As we continue to see a rise in spinouts from university technologies, and as regional economic development groups continue to spur entrepreneurial growth, the need for venture- and angel-capital support grows.
To that end, the MVCA recently released its 2018 MVCA Research Report to summarize and analyze the activity of Michigan’s entrepreneurial and investment community.
Here are three key takeaways related to investment in Michigan’s entrepreneurial and investment community:
1. Michigan’s startup ranks are growing
The report identified 134 active venture-backed startups in Michigan in 2017, which is a 26 percent increase over the last five years.
Additionally, 68 startups received $179 million in funding from venture capital and angel investors, a 100 percent increase over the last five years, and 37 startups received funding from university and economic development-related funds.
Finally, there are 87 venture capital professionals in Michigan, a 23 percent increase in the previous five years, and 797 angel investors in Michigan, a 229 percent increase over the last five years.
What does this mean?
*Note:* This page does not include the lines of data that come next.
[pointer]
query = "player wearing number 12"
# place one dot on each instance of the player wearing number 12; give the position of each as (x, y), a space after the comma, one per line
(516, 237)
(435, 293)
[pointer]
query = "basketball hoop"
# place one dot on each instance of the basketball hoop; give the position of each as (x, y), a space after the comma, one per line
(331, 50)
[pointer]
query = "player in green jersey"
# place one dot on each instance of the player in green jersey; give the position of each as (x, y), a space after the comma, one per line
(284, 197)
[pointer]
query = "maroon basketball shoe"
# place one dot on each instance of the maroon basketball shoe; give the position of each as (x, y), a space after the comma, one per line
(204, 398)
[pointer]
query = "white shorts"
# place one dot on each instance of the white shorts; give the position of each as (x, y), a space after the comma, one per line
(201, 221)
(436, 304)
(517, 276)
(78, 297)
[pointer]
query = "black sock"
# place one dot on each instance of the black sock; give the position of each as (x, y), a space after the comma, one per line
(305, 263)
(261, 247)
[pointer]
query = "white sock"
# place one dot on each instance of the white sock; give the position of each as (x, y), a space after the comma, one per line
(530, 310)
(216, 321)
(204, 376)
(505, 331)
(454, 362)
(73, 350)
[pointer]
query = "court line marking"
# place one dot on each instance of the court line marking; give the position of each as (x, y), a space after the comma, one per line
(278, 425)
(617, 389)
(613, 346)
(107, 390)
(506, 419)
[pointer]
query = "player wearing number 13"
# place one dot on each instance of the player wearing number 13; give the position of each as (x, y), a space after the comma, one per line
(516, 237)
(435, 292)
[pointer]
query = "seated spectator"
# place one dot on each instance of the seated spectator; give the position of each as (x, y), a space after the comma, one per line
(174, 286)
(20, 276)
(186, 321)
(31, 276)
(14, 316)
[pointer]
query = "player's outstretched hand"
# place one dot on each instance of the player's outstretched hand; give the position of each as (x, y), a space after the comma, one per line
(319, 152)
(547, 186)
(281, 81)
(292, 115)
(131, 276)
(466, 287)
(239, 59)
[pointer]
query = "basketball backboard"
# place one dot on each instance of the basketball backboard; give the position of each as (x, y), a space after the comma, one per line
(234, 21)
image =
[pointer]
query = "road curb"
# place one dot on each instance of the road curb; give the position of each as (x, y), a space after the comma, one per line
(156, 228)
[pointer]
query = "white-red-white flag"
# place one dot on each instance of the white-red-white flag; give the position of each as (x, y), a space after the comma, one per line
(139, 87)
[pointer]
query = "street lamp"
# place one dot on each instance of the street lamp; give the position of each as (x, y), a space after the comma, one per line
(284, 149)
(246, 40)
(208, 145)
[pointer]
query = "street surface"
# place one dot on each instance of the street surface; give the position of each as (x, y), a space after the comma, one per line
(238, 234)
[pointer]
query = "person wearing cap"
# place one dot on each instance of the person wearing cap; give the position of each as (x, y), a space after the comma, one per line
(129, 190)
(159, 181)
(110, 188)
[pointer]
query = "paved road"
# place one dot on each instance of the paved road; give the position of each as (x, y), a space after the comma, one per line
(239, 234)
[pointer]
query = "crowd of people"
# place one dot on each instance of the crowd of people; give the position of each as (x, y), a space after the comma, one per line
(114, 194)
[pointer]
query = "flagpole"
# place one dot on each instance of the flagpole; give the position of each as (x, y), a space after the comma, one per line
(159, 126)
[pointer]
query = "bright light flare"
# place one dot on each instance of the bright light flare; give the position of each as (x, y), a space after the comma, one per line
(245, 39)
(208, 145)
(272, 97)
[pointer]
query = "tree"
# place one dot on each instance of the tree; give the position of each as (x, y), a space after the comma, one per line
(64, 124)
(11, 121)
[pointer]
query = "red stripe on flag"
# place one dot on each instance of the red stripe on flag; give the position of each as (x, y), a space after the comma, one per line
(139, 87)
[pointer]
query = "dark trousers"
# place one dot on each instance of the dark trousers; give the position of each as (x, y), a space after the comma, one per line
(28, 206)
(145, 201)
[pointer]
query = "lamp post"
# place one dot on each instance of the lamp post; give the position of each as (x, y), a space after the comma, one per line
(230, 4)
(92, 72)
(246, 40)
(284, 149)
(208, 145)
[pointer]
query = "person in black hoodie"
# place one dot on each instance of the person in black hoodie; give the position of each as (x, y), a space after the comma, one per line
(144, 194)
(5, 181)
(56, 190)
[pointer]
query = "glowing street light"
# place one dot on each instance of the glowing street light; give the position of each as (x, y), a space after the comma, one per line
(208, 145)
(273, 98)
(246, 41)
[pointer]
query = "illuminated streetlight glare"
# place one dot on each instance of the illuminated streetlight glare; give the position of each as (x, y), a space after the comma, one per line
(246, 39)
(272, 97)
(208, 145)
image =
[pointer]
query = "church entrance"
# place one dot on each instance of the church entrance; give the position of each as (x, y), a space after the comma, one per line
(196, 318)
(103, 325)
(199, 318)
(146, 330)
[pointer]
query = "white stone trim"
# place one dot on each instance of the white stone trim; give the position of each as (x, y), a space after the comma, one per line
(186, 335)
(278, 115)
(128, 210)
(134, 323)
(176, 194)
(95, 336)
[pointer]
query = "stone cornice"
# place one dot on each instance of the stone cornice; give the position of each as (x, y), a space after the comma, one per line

Not only is the state seeing significant gains in high-tech innovation demonstrated by the rise in the number of entrepreneurs and startups, but this is also evidenced by the increases in the number of VC professionals and the amount of support they provide.
2. Michigan entrepreneurial activity is attracting out-of-state support at an exponential rate
Every $1 invested in a Michigan startup by a Michigan-based venture capital firm attracts $3.83 of investment from outside of Michigan. Furthermore, 472 out-of-state venture firms have invested in Michigan-based startups, a 376 percent increase over the last five years.
These data points are crucial. They show: Michigan is home to a growing number of great companies; in-state VCs are having success in the companies they support; and connections and networks are strong in securing out-of-state firms to invest in Michigan companies.
3. There is a need for more capital in Michigan, and that’s a good thing
The report tells us in-state and out-of-state VCs have $403 million for follow-on funding and there is an estimated $627 million needed to support growth. This “capital-gap” further demonstrates the upward trend of Michigan’s vibrant venture capital and entrepreneurial communities. The increases seen in the number of startups across the state, and the number of VC professionals working in Michigan, signifies the ecosystem is thriving and maturing, but to keep up with the rise of entrepreneurial activity, additional funds are needed for all stages of growth.